On the way out, we passed a bulletin board with pictures from a staff party and what looked like a birth announcement for one of the doctors. And right beside that, we saw some truly grisly images. Of surgery, at the hospital. It took me a minute to recognize what was happening in the roughest one: They were performing knee surgery on some poor asshole whom I swear did not walk again, not on that leg. The entire leg was exposed from about the hip to the shin, like cubic yards of red meat and tendon, and a doctor was standing inside the joint, kind of wrapping the bloody leg around his own waist. When I first saw the picture, it looked like someone was wrestling a skinned alligator. And then I thought maybe someone had been cut in half and a doctor was holding the spinal column in a bear hug. But it was just knee surgery.

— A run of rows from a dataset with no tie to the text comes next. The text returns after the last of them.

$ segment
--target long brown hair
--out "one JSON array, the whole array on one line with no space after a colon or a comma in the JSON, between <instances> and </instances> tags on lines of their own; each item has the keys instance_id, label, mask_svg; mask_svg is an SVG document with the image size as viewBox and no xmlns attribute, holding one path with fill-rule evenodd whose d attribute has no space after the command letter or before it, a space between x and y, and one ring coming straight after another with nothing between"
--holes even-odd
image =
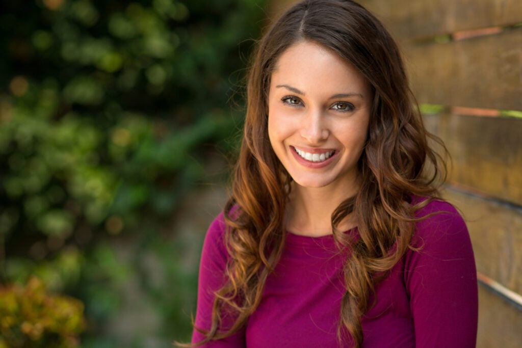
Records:
<instances>
[{"instance_id":1,"label":"long brown hair","mask_svg":"<svg viewBox=\"0 0 522 348\"><path fill-rule=\"evenodd\" d=\"M293 6L258 42L250 69L244 137L224 209L228 280L215 294L210 330L196 328L206 335L200 344L228 337L245 323L281 257L292 179L268 139L267 97L278 57L302 40L317 42L346 59L365 77L374 95L358 163L360 189L331 216L338 245L352 250L344 265L339 339L346 328L355 346L362 345L361 317L371 305L370 294L408 248L413 249L415 211L438 196L437 178L445 176L444 161L428 138L445 148L424 129L399 49L383 25L349 0L305 0ZM430 198L416 203L413 196ZM356 240L336 228L352 212L360 237ZM225 311L235 318L227 330L220 327Z\"/></svg>"}]
</instances>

Or maybe they were amputating it. That would actually make more sense. My friend, though, insisted is was a repair job. Like old-timey sawbones shit. Raw. I thought about the Yamaha and about the traffic swarm. My stomach got very heavy. This hospital . . . ? I asked my friend. Is not a good hospital, is it? she interrupted.
The Indonesians have a sing-song word that means "be careful." Hati-hati, they say. It's on warning signs all over the place and almost every time I head off on the Yamaha, someone says to me, Hati-hati, Mr. Brett. Driving home from the hospital, I could feel the phrase in my marrow. Hati-hati. No, seriously. Hati-fucking-hati. This is a country where I can keep a blog routinely updated with little fuss using a wi-fi router, and where Coca-Cola and Heineken line the shelves of the local grocery store, where cell phones are a total fact of life, and where you can take air-conditioned buses up and down this overcrowded island. You can direct-dial the U.S. from Borobudur Temple. You can take a hot shower, and then another. But that's just part of it. Beneath that modern gloss, there's still an old and sometimes broken, sometimes perilous world under there. Indonesia. Hati-hati.